I tried to sleep last night, but couldn't. I ended up downstairs, on the sofa, crying, at three o' clock on the morning. Until I remembered that she will likely never cry again. At least not in the vocal sense. Because of so many unsuccessful attempts at removing the breathing tube, and then having to reinsert it, her vocal cords have been severely damaged. There is a very real possibility that she may not ever gain the ability to speak. As it now stands, she can no longer orally express any sound. That alone just crushes me. When Number Five was born, she was our little Paul Revere. She cried, and cried, and cried. Colic, for the first three months of her life. We wore out tracks in the living room carpet from continuously pacing the floor with her perched on our shoulders, doing whatever it took to help her be calm. We actually bitched about that. We complained that she wouldn't stop. That all we wanted was one night of peace and quiet. And now, we have Little Bird, who can't and may never be able to verbally drive us crazy. I would give anything for her to be able to do that. Anything, for her to be able to wail at the top of her lungs in the middle of a crowded grocery store one day. Anything, for her to become a teenager and tell me off while stomping up the stairs. Anything, for her to lie to me and say that she did do her homework, or argue that her curfew isn't late enough. Because I can't stop thinking about everything, every single aspect of her life that this is going to affect. How do I erase from my mind the knowing that I have only ever heard that precious sound twice, and I may never hear it again?
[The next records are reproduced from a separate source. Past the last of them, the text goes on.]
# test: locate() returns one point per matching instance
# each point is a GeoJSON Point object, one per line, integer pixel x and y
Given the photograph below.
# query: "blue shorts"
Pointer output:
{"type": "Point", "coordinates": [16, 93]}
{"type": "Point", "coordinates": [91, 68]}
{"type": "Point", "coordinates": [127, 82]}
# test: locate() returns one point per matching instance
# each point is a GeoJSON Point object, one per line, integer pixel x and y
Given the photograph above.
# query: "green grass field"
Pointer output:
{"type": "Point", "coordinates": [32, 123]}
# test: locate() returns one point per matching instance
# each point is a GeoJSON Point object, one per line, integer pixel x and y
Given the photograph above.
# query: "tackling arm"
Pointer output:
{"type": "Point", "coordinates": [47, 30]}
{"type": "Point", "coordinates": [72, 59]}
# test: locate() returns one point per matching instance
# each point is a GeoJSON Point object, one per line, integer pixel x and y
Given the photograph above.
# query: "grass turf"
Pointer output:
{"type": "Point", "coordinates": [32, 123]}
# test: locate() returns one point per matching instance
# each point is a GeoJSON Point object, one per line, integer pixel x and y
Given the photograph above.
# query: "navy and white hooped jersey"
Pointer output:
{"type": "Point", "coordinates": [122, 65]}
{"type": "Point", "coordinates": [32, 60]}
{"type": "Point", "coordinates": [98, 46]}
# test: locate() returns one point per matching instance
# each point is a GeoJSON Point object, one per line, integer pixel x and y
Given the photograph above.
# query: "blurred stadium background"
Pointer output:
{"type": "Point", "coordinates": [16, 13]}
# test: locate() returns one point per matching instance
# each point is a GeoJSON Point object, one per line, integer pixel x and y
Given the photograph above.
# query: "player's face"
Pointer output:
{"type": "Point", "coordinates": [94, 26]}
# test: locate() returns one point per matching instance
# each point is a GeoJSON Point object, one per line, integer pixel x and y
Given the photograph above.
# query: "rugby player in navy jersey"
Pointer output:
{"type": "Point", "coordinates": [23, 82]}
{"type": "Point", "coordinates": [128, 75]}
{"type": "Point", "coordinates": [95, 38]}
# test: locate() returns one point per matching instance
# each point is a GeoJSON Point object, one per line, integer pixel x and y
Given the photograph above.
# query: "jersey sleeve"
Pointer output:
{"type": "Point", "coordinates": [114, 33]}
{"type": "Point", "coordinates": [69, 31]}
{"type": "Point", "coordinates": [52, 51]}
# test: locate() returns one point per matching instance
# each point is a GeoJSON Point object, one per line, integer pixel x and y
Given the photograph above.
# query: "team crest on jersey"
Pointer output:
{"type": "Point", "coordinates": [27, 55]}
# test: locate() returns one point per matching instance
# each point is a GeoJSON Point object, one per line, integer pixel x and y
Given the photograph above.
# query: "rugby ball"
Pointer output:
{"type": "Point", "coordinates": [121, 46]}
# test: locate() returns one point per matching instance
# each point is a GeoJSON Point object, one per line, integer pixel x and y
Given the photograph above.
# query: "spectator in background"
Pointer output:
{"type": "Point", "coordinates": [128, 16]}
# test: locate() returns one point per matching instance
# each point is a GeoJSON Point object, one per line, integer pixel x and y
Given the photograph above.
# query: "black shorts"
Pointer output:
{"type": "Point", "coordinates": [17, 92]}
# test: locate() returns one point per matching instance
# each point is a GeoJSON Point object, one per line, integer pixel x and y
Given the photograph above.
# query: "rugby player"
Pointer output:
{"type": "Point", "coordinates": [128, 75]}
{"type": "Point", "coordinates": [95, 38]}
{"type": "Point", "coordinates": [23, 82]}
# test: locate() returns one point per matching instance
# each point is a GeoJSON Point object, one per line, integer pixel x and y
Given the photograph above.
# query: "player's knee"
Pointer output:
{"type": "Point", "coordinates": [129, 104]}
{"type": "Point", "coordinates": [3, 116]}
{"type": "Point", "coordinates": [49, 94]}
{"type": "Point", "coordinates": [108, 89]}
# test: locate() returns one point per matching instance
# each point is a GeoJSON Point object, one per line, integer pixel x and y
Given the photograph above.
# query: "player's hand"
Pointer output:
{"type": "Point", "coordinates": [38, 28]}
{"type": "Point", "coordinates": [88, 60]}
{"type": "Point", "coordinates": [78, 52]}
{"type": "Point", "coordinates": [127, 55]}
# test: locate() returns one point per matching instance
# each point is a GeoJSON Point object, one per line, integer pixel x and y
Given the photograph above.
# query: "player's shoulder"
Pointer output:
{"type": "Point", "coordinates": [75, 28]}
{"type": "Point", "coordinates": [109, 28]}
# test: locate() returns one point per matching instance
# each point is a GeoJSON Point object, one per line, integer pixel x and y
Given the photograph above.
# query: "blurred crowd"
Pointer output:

This is exactly what we've been trying to avoid for the past I don't even know how many weeks. This eventuality. This outcome. I never thought I would ever second guess my decision to decline medication that may or may not have prevented all of this. Since the day after she was born, I've made a conscious effort to continuously remind myself of the positives. At least she made it thru the first twenty four hours. At least the brain bleed is gone. At least she's gaining weight. At least I got to touch her. I'm not ungrateful. And we knew she would almost definitely come home with something. Some sort of fall out. But for crying out fucking loud. WHY THIS? What the fuck did she ever do to anyone to deserve a lifetime of this? I'm probably going to offend, well...just about everyone when I say this. But God really needs to get his priorities straight. Take away the voice of someone who maliciously used it to hurt others. But not hers. Maybe I'm selfish, but I don't just want her to be okay. I want her to have the best quality of life that she possibly can. She deserves nothing less than that.
MFH and I have spent hour over hour discussing so much. The one constant question that keeps popping up between us is how are we going to do this? How is this going to happen? I don't doubt our ability to learn what we need to learn. We're already doing everything in our power to prepare our family as best we can for all of the changes that are coming. But I would be a liar if I said I trusted myself with her life. The risk is everything. There is no margin for error. And the equipment she requires might come with a manual, but it doesn't come with any guarantees.